If you're set on a new calculator (or not interesting in troubleshooting your Silverlink) my preference would be for the 89Ti since you'll find more and better resources for working with it due to its seniority and wider adoption. The Prizm is an okay device for math (though I don't really like its setup), but there seems to be less interest in programming it overall.
Depends on what languages you wish to learn - I love Casio Prizm for its support of addins written by users in C/C++, lcd resolution, cpu speed, storage memory, 3-pin connection - I wish there was a bit slimmer version but having aaa batteries power option is not bad still
Tari's right, you should be able to find more resources for programming the 89T than for programming the Prizm (fx-CG10/20/50). There used to be a sizable developer community for the TI-68k series (smaller than for the more popular TI-Z80 series); it largely died in 2006-2007, a couple years after the last OS update for the 89T and V200, and never picked back up.

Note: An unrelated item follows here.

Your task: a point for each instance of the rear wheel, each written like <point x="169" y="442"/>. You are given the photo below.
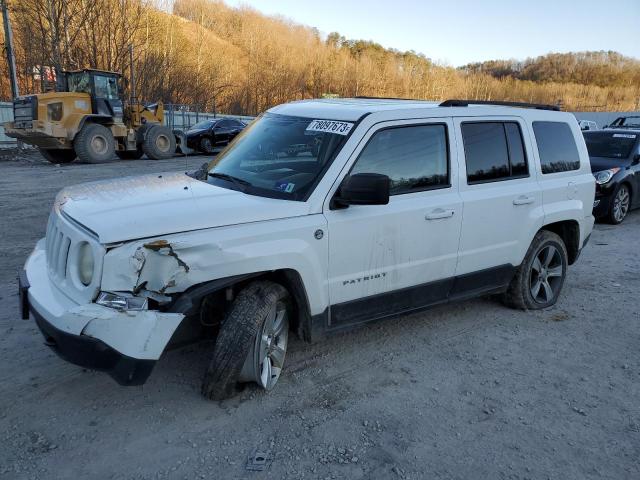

Note that with that amount of money, you could by a Nspire CX CAS, which is effectively the 89T's newest successor, and take advantage of the color screen, higher computing power and newer toolchain. The Nspire series has never run assembly programs directly, but since late February 2010 (for the general public), Ndless always became available sooner or later after a new OS release.
The community of native code developers for the Nspire has belittled a lot.
89T for life. Forget the Prizm (even if it does look nice) Wink
Either get a TI-84+CE or an Nspire. The CE is a better choice because it's slightly cheaper, it's color, and lots of people are developing for it. There's Basic, ICE, C, and ez80 to learn for the CE, starting with Basic, then ICE, and so on.
I find the Nspire CX/CX CAS very nice and it can be programmed in Python, JS, Lua, C, C++, TI-BASIC, ARM9 ASM and maybe more. It does need to be jail broken with ndless to program in these languages (Lua and TI-BASIC are the only ones that do not require it).
Still I doubt many courses will be taught with TI calculators in the UK. Everything seems to be dominated by Casio here - from what you can buy in shops to schools and universities.
It's hard to argue that the 84+CE's a better choice than the Nspire CX (CAS). The Nspire has much more computing power and storage space, and it uses a saner toolchain (standard ARM toolchain, whereas Zilog's broken C -> Z80/eZ80 compiler really sucks).